The Minnesota Court of Appeals reversed a school board's decision to expel a southern Minnesota high school student for having a pocket knife in her purse.

Alyssa Drescher, an honor student, athlete and peer mentor at United South Central High School, was expelled for six weeks last year when a pocket knife that she used for farm chores was found in her purse. Drescher, of Wells, Minn., threw the small folding blade in her purse during the weekend and forgot that it was there when she went to school, her father, Rick Drescher, said after the ruling on Monday.

The decision not only clears his daughter's record but could make a difference for other kids who are wrongfully punished, he said. "The school system needs to look at each case individually," Drescher said.

Alyssa Drescher routinely helped her boyfriend, who lives on a farm, with chores, and used a pocket knife that her father gave her to cut the twine on bales of hay. She forgot that it was in the bottom of her purse when she returned to school, her father said.

Authorities discovered it during a random search of the school for drugs. The school liaison officer said the drug-sniffing dog likely was alerted to Alyssa Drescher's locker by a strong odor of perfume.
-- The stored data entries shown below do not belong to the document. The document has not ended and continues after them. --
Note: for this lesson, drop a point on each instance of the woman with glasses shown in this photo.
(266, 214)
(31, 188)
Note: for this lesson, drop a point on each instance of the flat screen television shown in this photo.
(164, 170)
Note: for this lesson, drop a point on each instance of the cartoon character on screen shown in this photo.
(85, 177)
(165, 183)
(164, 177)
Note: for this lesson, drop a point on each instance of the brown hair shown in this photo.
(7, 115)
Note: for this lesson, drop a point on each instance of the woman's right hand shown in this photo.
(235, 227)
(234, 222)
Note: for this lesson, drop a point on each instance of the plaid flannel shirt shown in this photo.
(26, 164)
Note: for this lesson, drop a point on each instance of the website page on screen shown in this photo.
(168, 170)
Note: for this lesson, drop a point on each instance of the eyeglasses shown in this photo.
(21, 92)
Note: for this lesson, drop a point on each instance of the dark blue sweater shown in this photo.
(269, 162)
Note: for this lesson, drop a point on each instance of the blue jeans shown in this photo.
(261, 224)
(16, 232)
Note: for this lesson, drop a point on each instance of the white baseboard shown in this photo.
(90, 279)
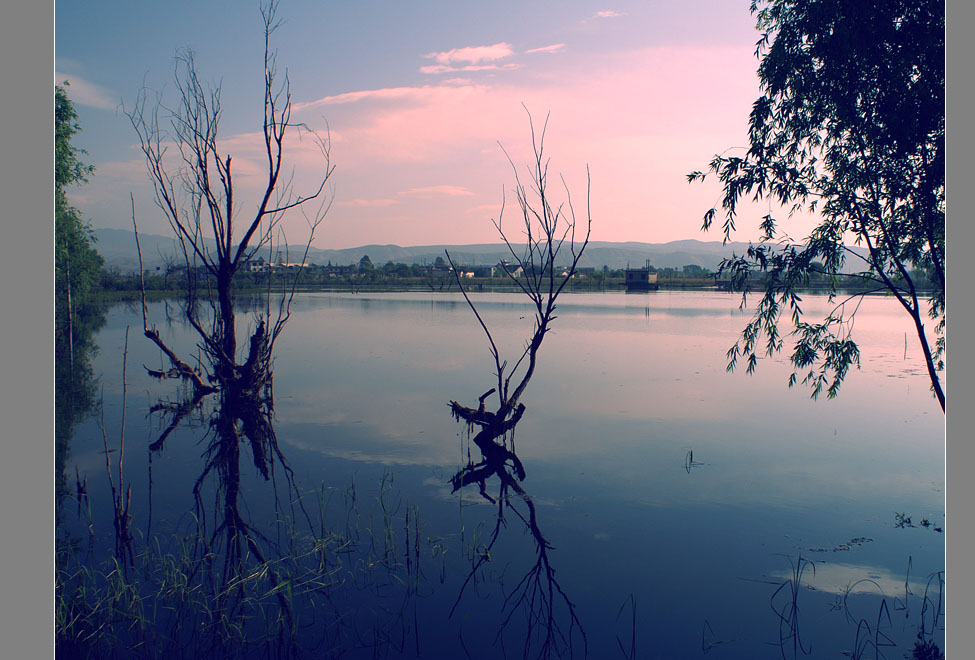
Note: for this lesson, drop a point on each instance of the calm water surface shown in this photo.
(677, 497)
School policy forbids weapons on school property, and the principal said she was obligated to suspend the teen for up to five days. The principal recommended a three-day suspension because the teen was cooperative and appeared to be telling the truth.

But the school board expelled her through the end of her junior year. The expulsion was upheld by the commissioner of education, and the family appealed to the state court.

The family knew that Alyssa likely would be graduated by the time the lengthy appeals process was resolved, but they pursued it as a matter of principle, her father said. "In our eyes, it still made Alyssa look like the guilty party," Rick Drescher said. "Now we're going to fight for the rest of the kids in the state of Minnesota."

The court ruled the expulsion wasn't proper because Alyssa Drescher didn't willfully violate the school policy when she carried a knife to school and didn't engage in conduct that endangered herself or others.

Alyssa Drescher, who received her high school diploma in June and will attend Minnesota State University, Mankato, in the fall, said she was excited when she learned about the ruling on Monday morning. "I hope no one else has to go through what I went through," she said.